You have three registers. The rightmost third register is not entangled with the first or second register, neither at the beginning in $|1\rangle |x\rangle |0\rangle$ nor at the end in $|1\rangle |x\rangle |0\rangle + |0\rangle | y\rangle |0\rangle$. So we don't need to worry about it now. It could have been used at one time but it’s uncomputed here, so it’s unentangled in the setup of the question. It can be thrown away.
Turning to the second middle register, if $|x\rangle$ is unknown, with the setup of the question it is still preparable with a known circuit starting from a fiducial state. Call that process $U$. Call the process to prepare the second register into $|y\rangle$ $V$, again starting from the fiducial state. Importantly you can use the first register to control operation onto the second.
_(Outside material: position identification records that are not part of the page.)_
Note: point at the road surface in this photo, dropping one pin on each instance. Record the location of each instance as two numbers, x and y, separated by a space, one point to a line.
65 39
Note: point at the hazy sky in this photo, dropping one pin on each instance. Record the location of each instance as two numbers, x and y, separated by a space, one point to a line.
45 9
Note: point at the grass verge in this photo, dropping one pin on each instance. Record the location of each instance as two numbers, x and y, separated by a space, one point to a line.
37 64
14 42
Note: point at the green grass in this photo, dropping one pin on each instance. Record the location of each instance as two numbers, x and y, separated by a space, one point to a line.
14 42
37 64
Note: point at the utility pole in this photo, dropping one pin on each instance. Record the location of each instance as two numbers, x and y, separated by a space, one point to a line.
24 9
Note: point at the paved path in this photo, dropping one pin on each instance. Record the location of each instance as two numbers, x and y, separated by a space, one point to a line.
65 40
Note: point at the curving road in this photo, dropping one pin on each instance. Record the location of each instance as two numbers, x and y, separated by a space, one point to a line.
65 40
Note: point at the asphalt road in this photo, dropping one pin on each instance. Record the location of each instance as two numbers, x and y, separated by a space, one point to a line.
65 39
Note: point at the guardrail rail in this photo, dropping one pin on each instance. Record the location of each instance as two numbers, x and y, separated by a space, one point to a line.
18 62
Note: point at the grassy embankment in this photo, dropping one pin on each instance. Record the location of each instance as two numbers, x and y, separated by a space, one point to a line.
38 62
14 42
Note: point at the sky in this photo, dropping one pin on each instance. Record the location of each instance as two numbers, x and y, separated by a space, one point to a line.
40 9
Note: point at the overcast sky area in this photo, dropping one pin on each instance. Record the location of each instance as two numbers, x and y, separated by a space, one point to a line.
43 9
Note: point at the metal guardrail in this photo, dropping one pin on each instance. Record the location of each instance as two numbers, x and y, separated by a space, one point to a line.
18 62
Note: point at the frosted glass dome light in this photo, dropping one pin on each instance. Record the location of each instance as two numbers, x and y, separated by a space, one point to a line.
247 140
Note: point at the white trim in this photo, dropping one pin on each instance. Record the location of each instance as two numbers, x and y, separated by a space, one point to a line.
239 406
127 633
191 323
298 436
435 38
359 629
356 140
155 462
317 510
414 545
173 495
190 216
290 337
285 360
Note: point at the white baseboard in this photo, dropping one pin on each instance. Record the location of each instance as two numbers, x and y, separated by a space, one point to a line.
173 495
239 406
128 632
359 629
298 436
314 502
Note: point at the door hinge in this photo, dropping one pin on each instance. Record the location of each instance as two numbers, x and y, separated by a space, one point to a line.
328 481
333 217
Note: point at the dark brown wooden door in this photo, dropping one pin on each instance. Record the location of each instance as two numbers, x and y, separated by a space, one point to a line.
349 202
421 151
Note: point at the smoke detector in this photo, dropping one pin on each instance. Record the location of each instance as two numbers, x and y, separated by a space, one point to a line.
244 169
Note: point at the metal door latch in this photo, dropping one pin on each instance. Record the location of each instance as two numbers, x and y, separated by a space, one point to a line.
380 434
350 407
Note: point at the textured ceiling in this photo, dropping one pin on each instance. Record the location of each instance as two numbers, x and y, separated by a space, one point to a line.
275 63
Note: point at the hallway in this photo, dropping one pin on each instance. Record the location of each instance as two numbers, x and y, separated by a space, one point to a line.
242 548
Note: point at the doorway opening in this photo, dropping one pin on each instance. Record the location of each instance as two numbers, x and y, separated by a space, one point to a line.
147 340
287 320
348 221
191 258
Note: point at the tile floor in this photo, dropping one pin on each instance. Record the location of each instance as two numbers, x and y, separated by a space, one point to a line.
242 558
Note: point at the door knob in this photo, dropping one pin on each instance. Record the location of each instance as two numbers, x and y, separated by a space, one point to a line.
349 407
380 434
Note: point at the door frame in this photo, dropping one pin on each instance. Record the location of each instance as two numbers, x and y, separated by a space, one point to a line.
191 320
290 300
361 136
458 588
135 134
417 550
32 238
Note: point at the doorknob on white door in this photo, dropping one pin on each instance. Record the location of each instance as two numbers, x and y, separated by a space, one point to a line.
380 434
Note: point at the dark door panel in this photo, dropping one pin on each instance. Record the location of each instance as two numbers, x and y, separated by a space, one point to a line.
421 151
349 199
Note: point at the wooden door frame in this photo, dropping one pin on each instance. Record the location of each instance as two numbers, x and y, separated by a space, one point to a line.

To entangle the first and second registers together, you'll need to (A) put the leftmost first register into a superposition such as $\frac{1}{\sqrt 2}(|0\rangle+|1\rangle)$, and (B) use this first register as a control to map the second register into $|x\rangle$ if the first register is $|1\rangle$ by running $U$, otherwise to $|y\rangle$ or $|0\rangle$ if the first register is $|0\rangle$ by running $V$.
You can put the first leftmost register into $\frac{1}{\sqrt 2}(|0\rangle+|1\rangle)$ by first negating it if it's in $|1\rangle$ and then doing a Hadamard gate afterwards.
You can do the controlled entangling operation with various controlled operations, such as one or more of CX, CY, CZ, or CCNOT (Toffoli).